À 21h30, devant une foule immense de curieux et d’invités triés sur le volet, la façade du Centre Pompidou dévoile une bannière inhabituelle : “L.V.M. Men’s SS26”. En contrebas, un podium graphique s’étire en damier ponctué de serpents, clin d’œil au Jeu de l’échelle, ancêtre indien du jeu de société. Le cadre a été conçu avec le cabinet Studio Mumbai, connu pour son travail patrimonial et artisanal.
L’arrivée de Beyoncé, annoncée en guest star après ses concerts à guichets fermés au Stade de France, donne le coup d’envoi du défilé. Le cadre est posé. Entre art contemporain, star power et héritage culturel.








Un vestiaire entre aventure et sophistication
La collection présentée par Pharrell Williams s’éloigne des références américaines vues lors de ses précédents shows. Place à l’Inde, perçue à travers le prisme du luxe, du voyage et de la narration visuelle. Le vestiaire masculin se compose de pièces fonctionnelles – pantalons de trek, desert boots, sacs à sangles – associées à des éléments de tailoring : costumes sable, shorts à pinces, chemises fluides en soie.
La palette mêle tons naturels, nuances épicées et motifs discrets, dans un équilibre maîtrisé. Les silhouettes évoquent le dandy voyageur, entre Londres et le Rajasthan. Des tongs en cuir fabriquées à la main viennent ponctuer les looks les plus sophistiqués, pour une touche de décontraction maîtrisée.
Référence cinématographique et retour aux archives
Parmi les références marquantes de cette nouvelle collection, un clin d’œil appuyé au film À bord du Darjeeling Limited de Wes Anderson, sorti en 2007. À l’époque, Marc Jacobs avait conçu pour le film des bagages devenus cultes.
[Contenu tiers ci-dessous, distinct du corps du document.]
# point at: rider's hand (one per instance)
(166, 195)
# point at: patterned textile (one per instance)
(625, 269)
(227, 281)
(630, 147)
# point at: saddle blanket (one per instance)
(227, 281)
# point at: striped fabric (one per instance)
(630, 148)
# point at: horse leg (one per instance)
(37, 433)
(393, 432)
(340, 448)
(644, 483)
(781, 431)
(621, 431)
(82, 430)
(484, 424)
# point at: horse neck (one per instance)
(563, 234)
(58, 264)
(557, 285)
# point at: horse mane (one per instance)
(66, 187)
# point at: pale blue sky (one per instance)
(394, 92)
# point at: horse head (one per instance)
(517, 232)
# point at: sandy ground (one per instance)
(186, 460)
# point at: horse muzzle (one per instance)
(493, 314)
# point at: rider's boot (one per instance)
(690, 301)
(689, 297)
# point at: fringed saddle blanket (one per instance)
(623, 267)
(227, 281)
Certains sont ici réédités, portés par les mannequins comme autant d’objets de collection, enrichis de broderies, de perles et de pierres précieuses.
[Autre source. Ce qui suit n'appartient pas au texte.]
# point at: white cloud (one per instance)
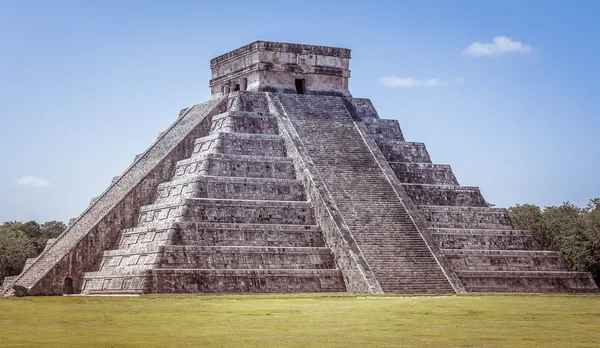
(409, 82)
(33, 181)
(498, 46)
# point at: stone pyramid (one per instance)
(283, 182)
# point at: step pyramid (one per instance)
(284, 182)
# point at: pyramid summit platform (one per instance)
(284, 182)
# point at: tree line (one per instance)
(22, 240)
(572, 230)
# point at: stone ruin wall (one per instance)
(273, 67)
(81, 246)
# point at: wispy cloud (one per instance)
(33, 181)
(498, 46)
(409, 82)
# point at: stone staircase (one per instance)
(378, 220)
(233, 219)
(484, 250)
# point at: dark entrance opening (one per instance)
(68, 287)
(300, 86)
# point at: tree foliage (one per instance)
(573, 231)
(22, 240)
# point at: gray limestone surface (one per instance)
(284, 182)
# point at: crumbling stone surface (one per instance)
(284, 182)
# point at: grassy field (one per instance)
(338, 320)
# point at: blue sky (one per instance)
(85, 86)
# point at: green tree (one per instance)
(22, 240)
(15, 248)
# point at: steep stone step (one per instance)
(196, 281)
(130, 261)
(384, 129)
(109, 283)
(234, 257)
(163, 214)
(245, 281)
(528, 282)
(424, 173)
(367, 202)
(240, 144)
(232, 188)
(146, 236)
(466, 217)
(401, 151)
(505, 260)
(224, 234)
(249, 211)
(485, 239)
(236, 166)
(244, 122)
(445, 195)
Cette dimension artisanale traverse toute la collection, notamment sur les sacs. Le modèle Speedy se décline dans une version brodée vert thé, inspirée des traditions joaillières indiennes.

Une stratégie tournée vers l’Asie du Sud
Au-delà de l’esthétique, le choix de l’Inde comme fil conducteur n’est pas anodin. Le pays représente un marché stratégique pour les grandes maisons de luxe, en pleine croissance. En valorisant les savoir locaux et en intégrant des références culturelles précises, Pharrell Williams inscrit Louis Vuitton dans une dynamique d’ouverture et de dialogue global.